Facing up to Parkinson’s disease: is there any hope of a cure?

Laura Nederveen

Laura Nederveen

PhD student Laura Nederveen is conducting research into Parkinson’s disease at the University of Groningen (UG). She is focusing on identifying causes of the disease, rather than on ways of implementing her knowledge. At least, until her uncle developed Parkinson’s.

By: Laura Nederveen / Photos Henk Veenstra

Not long ago, my uncle was diagnosed with Parkinson’s disease, the second most common neurodegenerative disease after Alzheimer’s disease. It has turned his life upside down. He had just become a granddad, but the future suddenly felt a lot less bright. ‘How far is your research?’, my parents asked on hearing the news. I work in a laboratory and am studying Parkinson’s disease. They looked at me, their eyes full of hope. ‘Oh, er...’ I stammered, ‘research is a long, slow process.’ Researchers have been studying Parkinson’s disease for years, but as yet, they have not discovered any drugs that will halt or cure the disease. Moreover, my own results were nowhere near ready.

From fundamental research to medicine
At the same time, I realized that quite a lot of progress has actually been made in my research field. The more we learn about the disease, the easier it will be to start looking for new drugs. My work focuses on the most basic knowledge rather than the follow-up steps. But I suddenly saw my research in an entirely different perspective: will all this knowledge that we are accumulating actually lead to an effective drug? How does my research project fit into this? And most of all: is there any hope of a cure? I decided to climb down from my ivory tower and look for some answers.

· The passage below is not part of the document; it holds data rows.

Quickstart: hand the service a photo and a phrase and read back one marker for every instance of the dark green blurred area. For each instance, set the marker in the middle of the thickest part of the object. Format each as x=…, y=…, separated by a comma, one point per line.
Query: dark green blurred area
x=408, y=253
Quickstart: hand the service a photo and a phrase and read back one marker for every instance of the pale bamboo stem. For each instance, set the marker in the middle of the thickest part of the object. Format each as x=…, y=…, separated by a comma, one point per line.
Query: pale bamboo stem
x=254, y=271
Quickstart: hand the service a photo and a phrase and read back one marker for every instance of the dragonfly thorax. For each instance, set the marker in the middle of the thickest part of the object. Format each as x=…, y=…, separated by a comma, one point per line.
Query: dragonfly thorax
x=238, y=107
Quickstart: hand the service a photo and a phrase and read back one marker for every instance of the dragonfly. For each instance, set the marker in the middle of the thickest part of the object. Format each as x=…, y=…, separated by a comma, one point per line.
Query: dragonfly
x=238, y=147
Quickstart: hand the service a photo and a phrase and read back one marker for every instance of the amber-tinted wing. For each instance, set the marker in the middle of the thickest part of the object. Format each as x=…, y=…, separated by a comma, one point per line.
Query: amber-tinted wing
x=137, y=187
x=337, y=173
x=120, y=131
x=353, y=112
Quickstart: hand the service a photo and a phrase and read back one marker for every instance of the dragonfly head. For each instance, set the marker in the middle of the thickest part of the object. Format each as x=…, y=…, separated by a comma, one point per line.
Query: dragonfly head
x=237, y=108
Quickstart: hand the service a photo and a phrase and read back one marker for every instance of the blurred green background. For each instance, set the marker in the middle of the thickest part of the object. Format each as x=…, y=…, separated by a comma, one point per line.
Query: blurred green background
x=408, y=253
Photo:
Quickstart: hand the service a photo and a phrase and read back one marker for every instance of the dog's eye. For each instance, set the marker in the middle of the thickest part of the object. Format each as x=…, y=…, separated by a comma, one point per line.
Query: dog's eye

What is Parkinson’s disease?
In the Netherlands, Parkinson’s disease affects approximately one percent of all people over the age of 60. The disease causes the neurons in a central part of the brain to gradually die off. This can go unnoticed for quite some time, until the remaining brain cells are no longer able to compensate. The diagnosis is not usually made until only 30% of the neurons in that part of the brain are left. As a result, my uncle’s symptoms include stiffness, tremors and problems with moving, which seriously impairs his day-to-day life. He will soon start taking drugs to deal with the symptoms, but they will not prevent more neurons from dying and they will eventually stop working. So we need to find new medicines that will slow down, reverse or even prevent this degeneration.

The diagnosis is not usually made until only 30% of the neurons in that part of the brain are left. (Photo: iStock)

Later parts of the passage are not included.